A opção pelo realismo estético nessa alegoria poderosa, inspirada em um capítulo real da história da colonização da América Latina, enfatiza a distorcida autoimagem do homem, reforçada pela movimentação assimétrica que remete a um animal acuado, um nobre que enxerga na procriação com a própria filha adolescente o caminho para uma linhagem pura.
O contexto é essencialmente doente, o líder conquistador Francisco Pizarro, um analfabeto criador de porcos, dá o tom da deturpada missão conduzida por essa coletividade isolada da civilização, tendo como representação divina e narrador oficial para o espectador o Frei Gaspar de Carvajal, que afirma sem titubear: não importa com quem esteja a razão, a igreja organizada sempre estará no lado do mais forte.
A lei da sobrevivência, o domínio do mais agressivo pelo medo, a imposição cultural em terras estranhas, segurando o chicote sempre ao nível dos olhos dos escravos ajoelhados, a fundação da doutrina que ainda hoje se posiciona sobre os mais diversos assuntos, do alto de seus palácios dourados.

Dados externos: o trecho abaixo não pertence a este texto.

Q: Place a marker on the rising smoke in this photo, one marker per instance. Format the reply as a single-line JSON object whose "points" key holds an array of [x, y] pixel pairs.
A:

O nível de falsidade que é necessário para manter o ritual relevante, mantos coloridos, frases repetidas e joias, assim como as roupas elegantes dos conquistadores que dificultam a travessia na floresta mostrada na longa sequência inicial, apenas evidenciam as rachaduras nos alicerces. É impossível não refletir sobre a progressiva desumanização dos integrantes da comitiva ao constatarem que a riqueza sonhada, a mítica El Dorado, não passa de ilusão alimentada pelos delírios de grandeza do líder. Os terrenos que o imperador de barro aponta ao longe como suas propriedades, simbologia da arrogância usual em todos aqueles que são alçados ao poder sem mérito, fadados ao sono intranquilo dos inseguros.
A fragilidade dos corpos, sede e fome, uma realidade pungente que rejeita naturalmente qualquer teatralidade. Ao quebrar a quarta parede em cenas tonalmente antagônicas, quase cômicas, mostrando a cabeça fora do corpo que se mantém falando, ou a vítima de uma flecha longa informando que aquele projétil maior estava na moda, referência ao texto da islandesa Saga de Grettir, Herzog sinaliza para a banalização da violência, elemento indissociável na formação da sociedade.
A sequência que justifica a inclusão do filme nesse especial é a que encerra a trama, com ecos de “O Coração das Trevas”, de Joseph Conrad. A câmera mostra os corpos já penetrados pelas flechas, inclusive o de sua idolatrada filha, a finitude onipresente como punição silenciosa, a embarcação destruída e tomada por macaquinhos que parecem debochar do vazio conceito de nobreza sustentado por seus falecidos pares. No centro de tudo, Aguirre, o olhar perdido no horizonte misterioso, ainda sonha em administrar seu império.
A onírica imagem do barco sobre a árvore é a testemunha distante de uma alma amaldiçoada à loucura solitária daquele que corajosamente enfrentou a natureza.